Leading Question: When Paul asked the Corinthian believers if he should come to them with a stick or with love in a spirit of gentleness (1 Cor. 4:21), how did he expect to find the right answer?
The word translated “meekness” or “gentleness” in the fruit of the spirit list is a tantalizing one. Here are some biblical passage where the word or one of its near relatives is used:
Numbers 12:3: “Now the man Moses was very humble [devout] more so than anyone else on the face of the earth” (NRSV). The KJV has “meek.” But the Hebrew word could also mean “oppressed” or “downtrodden” and is often used in connection with “poor” or “afflicted.” It may be a simple description without any laudatory intent.

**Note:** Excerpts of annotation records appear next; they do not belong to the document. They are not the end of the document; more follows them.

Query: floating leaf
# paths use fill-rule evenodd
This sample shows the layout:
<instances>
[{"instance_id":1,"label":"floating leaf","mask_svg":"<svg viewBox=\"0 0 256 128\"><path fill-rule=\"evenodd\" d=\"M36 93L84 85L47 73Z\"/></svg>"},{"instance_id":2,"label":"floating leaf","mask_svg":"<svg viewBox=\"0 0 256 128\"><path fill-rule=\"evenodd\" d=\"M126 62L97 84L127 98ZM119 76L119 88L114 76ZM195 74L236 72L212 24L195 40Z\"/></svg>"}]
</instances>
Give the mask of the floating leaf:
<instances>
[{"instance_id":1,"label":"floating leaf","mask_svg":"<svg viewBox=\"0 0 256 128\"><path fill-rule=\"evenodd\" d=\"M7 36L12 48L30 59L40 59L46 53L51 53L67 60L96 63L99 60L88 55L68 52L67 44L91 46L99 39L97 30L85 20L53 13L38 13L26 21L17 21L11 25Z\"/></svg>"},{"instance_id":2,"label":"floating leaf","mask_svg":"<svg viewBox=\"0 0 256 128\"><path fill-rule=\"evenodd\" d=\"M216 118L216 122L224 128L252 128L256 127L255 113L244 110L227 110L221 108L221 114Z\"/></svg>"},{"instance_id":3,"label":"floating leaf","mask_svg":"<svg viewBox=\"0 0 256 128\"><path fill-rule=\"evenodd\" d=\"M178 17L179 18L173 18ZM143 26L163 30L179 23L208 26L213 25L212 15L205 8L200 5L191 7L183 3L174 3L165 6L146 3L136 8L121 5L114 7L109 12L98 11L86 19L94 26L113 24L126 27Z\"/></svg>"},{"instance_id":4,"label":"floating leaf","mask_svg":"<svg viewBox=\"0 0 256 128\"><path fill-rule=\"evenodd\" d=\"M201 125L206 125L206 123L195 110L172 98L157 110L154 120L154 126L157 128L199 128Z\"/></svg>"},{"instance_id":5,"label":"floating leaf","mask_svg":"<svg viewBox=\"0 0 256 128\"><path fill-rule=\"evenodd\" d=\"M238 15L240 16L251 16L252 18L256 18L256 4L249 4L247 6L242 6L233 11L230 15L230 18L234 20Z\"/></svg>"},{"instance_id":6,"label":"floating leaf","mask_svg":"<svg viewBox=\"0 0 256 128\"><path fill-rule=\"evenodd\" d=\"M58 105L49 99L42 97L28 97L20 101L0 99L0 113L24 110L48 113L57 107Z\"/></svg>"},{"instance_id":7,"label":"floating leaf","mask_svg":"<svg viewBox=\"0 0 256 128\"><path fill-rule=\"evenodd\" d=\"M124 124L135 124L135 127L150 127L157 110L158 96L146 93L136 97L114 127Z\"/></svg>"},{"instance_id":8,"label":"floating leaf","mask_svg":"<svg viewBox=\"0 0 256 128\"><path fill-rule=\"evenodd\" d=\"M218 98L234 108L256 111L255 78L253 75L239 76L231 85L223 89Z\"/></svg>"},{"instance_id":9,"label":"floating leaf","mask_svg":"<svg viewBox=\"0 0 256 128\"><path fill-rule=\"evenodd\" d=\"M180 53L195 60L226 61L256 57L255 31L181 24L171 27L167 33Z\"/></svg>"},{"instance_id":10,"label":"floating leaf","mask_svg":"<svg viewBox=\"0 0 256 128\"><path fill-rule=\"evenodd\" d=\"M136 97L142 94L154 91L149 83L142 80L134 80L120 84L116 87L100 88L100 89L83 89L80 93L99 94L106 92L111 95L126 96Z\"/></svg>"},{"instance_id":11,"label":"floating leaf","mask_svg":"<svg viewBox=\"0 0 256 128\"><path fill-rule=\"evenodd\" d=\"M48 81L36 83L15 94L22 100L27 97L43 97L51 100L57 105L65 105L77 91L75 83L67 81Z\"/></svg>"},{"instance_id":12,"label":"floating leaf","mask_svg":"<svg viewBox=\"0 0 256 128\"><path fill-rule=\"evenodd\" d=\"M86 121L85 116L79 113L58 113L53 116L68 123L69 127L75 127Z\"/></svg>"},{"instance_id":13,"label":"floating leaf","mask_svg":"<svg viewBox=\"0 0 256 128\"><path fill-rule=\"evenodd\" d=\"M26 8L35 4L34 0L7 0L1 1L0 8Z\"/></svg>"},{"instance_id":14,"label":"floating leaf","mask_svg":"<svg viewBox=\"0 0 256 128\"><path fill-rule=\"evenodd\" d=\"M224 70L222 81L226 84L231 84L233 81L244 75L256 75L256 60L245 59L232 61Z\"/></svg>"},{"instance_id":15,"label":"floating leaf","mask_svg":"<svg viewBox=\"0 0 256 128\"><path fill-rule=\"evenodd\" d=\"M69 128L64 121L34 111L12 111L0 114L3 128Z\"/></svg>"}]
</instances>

Matt. 5:5: “Blessed are the meek, for they shall inherit the earth” (NRSV). The New Living Translation has “gentle and lowly.” The German Die gute Nachricht (= GNB/TEV) has “those who refuse to use force.”
1 Cor. 4:21: “Am I to come to you with a stick, or with love in a spirit of gentleness?” Gentleness can involve correction and growth as is suggested by the follow verse:
Gal. 6:1: “If anyone is detected in a transgression, you who have received the Spirit should restore such a one in a spirit of gentleness.”
Based on classical Greek background, William Barclay’s Daily Study Bible gives three alternative meanings for the use of the word in Matthew’s list of beatitudes:
1. “Blessed is the one who is always angry at the right time, and never angry at the wrong time.”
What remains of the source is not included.